Adnams has reported a 7% jump in annual sales boosted by a particular strong distillery performance in addition to healthy brewery growth.
Spirit volumes at the Suffolk-based brewer were up a stiff 66%, with beer volumes growing 9% - record levels for both parts of the business, in the 12 months to 31 December, 2016.
Spirit volumes benefitted from investment in the distillery and the tripling of capacity that was put in place at the start of 2016, and growth had been strong across all channels, including supermarkets, pubs and the company's own shops, said the business.
Overall sales grew 7% to £70.3m, but operating profit declined 3.8% to £3.9m depressed by the depreciation of Sterling in the second half of the year, said chairman Jonathan Adnams, adding the business had "substantial" Euro and US Dollar costs relating to wine and hop purchases.

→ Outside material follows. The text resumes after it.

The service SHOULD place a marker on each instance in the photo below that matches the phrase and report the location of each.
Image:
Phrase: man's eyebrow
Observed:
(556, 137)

Underlying trading however was "good", with the family-owned company's shops trading well, said Adnams, adding 2016 was a "record brewing" year for Adnams with volumes passing the 100,000 barrels mark for the first time in its history.

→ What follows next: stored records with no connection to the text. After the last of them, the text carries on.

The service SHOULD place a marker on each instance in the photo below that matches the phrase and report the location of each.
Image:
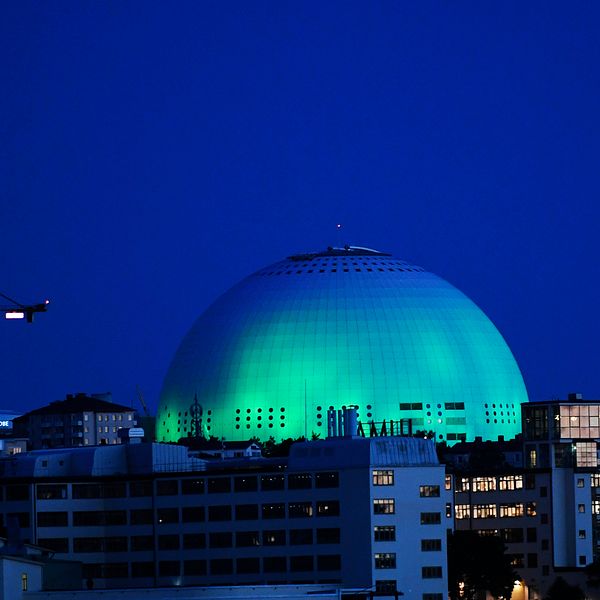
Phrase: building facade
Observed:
(79, 420)
(369, 514)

Profit before tax at £5m was 23% ahead of 2015 driven mainly by the profit Adnams made on the sale of the UK distribution rights for Lagunitas craft beer to Dutch brewer Heineken.
Adnams said that while it remained committed to being a "major" cask ale producer, it was the sale of beer in kegs, bottles and cans that drove and increased production in the past year.
Those changes emphasised the importance of the investments in its brewery, which would be completed by the middle of this year, said Adnams.
"We will have spent about £7m on extensions and improvements that will give us beer conditioning and filtration capacity, enhanced cooling and an automated kegging line," he said.
Looking ahead, it remained to be seen what would happen following Brexit, but Adnams' focus would continue to be on the longer term, and the business was "investing accordingly", said Adnams.
On the back of the company's confidence in the underlying performance of the business and the growth it had seen, it recommended a 4.2% increase in its final dividend - an increase of 6p per 'B' share.